Églantine : Bonjour Alan, je suis très heureuse de pouvoir faire cette interview, merci de me l’avoir proposée. Totoromoon est le nom du blog de musique que j’ai créé et que je tiens toute seule depuis plusieurs années, après avoir d’abord participé à un webzine collaboratif. C’est ma deuxième vie, celle que je vis la nuit, après mes journées comme bibliothécaire.
KB : Comment t’es venu l’idée de ce blog ? Depuis quand existe-t-il ?
E : La musique tient une place très importante dans ma vie. J’ai commencé le piano très jeune, et développé un goût prononcé pour la musique classique, la musique de film puis toutes sortes de courants musicaux dérivés du rock comme le post-rock qui est un genre que j’aime particulièrement. Je passe énormément de temps dans les salles de concerts, je trouve que la musique n’a pas sa pareille pour toucher l’âme. J’ai d’abord contribué pendant quelques années à un webzine musical collaboratif, puis j’ai eu envie de créer mon propre blog, pour plus de liberté, et pour pouvoir donner un ton plus personnel à mes articles. Totoromoon existe depuis 2012. Grâce à lui, je peux conjuguer mon amour de l’écriture et mon amour pour la musique. Il me permet d’être en relation directe avec des artistes, des responsables de labels, des attachés de presse, d’avoir des échanges souvent passionnants, de faire régulièrement de belles découvertes et de les partager à travers mes articles. Il m’a également permis de faire de très belles rencontres humaines, dont certaines ont débouché sur de vraies amitiés.
KB : Pourquoi ce nom et cette référence à l’univers de Miyazaki ?
E : Je suis amoureuse de l’univers d’Hayao Miyazaki depuis toujours, et Mon Voisin Totoro est le film d’animation que je trouve vraiment le plus émouvant. Un film à la fois ancré dans le réel et plein de magie et de poésie, avec différents niveaux de lecture passionnants à tout âge. Quand je l’ai découvert, ma maman était à l’hôpital, et je m’occupais de mes frère et sœur à la maison, il a immédiatement résonné en moi.
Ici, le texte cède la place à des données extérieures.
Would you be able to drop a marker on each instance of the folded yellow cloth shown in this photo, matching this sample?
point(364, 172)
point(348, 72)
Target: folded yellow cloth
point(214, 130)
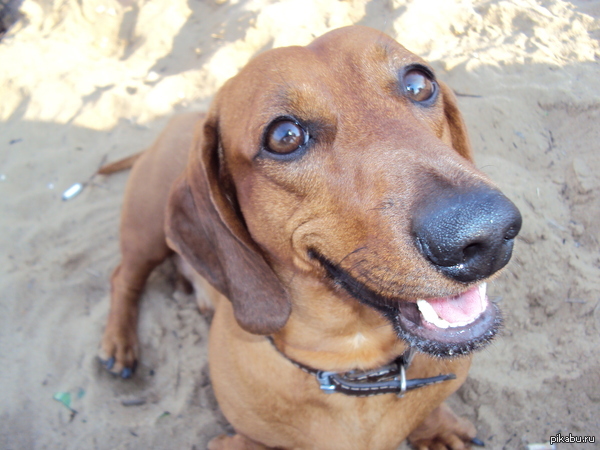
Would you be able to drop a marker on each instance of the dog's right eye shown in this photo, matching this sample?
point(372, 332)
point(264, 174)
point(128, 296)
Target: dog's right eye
point(284, 137)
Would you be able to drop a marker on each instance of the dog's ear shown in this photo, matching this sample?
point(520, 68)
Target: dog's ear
point(204, 227)
point(458, 129)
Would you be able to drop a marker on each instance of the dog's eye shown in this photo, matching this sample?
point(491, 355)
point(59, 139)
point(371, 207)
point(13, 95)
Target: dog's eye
point(419, 86)
point(284, 137)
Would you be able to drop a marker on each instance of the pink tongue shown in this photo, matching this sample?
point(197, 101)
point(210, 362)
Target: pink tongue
point(463, 308)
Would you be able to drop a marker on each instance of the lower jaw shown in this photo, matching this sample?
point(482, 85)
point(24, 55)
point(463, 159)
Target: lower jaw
point(448, 342)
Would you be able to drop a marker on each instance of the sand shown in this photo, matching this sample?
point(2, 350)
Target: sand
point(84, 80)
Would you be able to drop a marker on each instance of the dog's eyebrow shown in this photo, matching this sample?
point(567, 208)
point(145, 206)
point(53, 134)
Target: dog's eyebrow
point(305, 102)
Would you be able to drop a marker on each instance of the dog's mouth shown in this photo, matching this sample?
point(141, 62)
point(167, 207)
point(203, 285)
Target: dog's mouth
point(443, 327)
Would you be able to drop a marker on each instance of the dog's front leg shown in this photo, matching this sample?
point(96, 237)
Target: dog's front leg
point(235, 442)
point(443, 429)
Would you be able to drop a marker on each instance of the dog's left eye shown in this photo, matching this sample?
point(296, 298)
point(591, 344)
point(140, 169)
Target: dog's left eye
point(419, 86)
point(284, 137)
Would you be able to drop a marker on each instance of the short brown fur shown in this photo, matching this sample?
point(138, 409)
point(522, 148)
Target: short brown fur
point(247, 223)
J’aime cet univers à la fois onirique et sensible, propice à l’évasion, très attaché au respect de la nature, et riche de bienveillance, de tendresse et de partage. Je trouve qu’il correspond non seulement à la musique que j’aime écouter, mais aussi aux valeurs que j’ai envie de véhiculer avec mon blog.
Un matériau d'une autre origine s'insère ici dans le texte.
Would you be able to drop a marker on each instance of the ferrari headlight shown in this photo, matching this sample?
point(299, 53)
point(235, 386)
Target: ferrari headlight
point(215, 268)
KB : Ton blog se concentre essentiellement sur le post-rock. Comment est née cette passion pour ce registre musical en particulier ? Qu’évoque-t-il pour toi ?
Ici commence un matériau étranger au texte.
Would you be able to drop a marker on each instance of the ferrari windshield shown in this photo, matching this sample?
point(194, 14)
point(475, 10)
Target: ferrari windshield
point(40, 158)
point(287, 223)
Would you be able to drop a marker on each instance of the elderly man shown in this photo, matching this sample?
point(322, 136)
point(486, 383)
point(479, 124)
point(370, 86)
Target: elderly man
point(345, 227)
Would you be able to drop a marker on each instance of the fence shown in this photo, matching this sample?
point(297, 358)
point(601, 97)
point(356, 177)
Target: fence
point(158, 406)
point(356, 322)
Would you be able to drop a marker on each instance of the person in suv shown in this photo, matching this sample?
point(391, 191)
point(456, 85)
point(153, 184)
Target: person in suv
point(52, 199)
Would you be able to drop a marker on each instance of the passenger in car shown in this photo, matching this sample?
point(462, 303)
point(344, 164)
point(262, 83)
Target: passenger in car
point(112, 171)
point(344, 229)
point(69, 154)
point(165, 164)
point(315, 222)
E : Ma passion pour le post-rock est née il y a près de 20 ans, alors que je tombais amoureuse d’un album de Sigur Rós, sans savoir que c’était du post-rock. Puis j’ai découvert Explosions In The Sky, Godspeed You! Black Emperor, This Will Destroy You et Mono. Là, j’ai compris ce qu’était ce genre que j’aimais déjà sans le savoir. Un genre parfait pour les rêveurs et rêveuses sensibles comme moi. J’aime son utilisation détournée des instruments traditionnels du rock, ses guitares atmosphériques, ses constructions mélodiques en nappes progressives allant de douceurs en explosions, et son travail extraordinaire sur les textures sonores. J’aime aussi l’influence qu’a sur lui la musique classique, et ses longues compositions tendues sur le fil d’une sensibilité toujours à fleur de peau. J’aime enfin le fait qu’il parle un langage universel, celui de la musique sans barrière de langue, puisqu’une grande majorité des groupes de post-rock ne chante pas. J’ai aussi découvert grâce à mes échanges et partages liés au blog, que les artistes et amateurs de post-rock constituent une petite communauté habitée par la gentillesse et la bienveillance, qualités que je chéris par-dessus tout.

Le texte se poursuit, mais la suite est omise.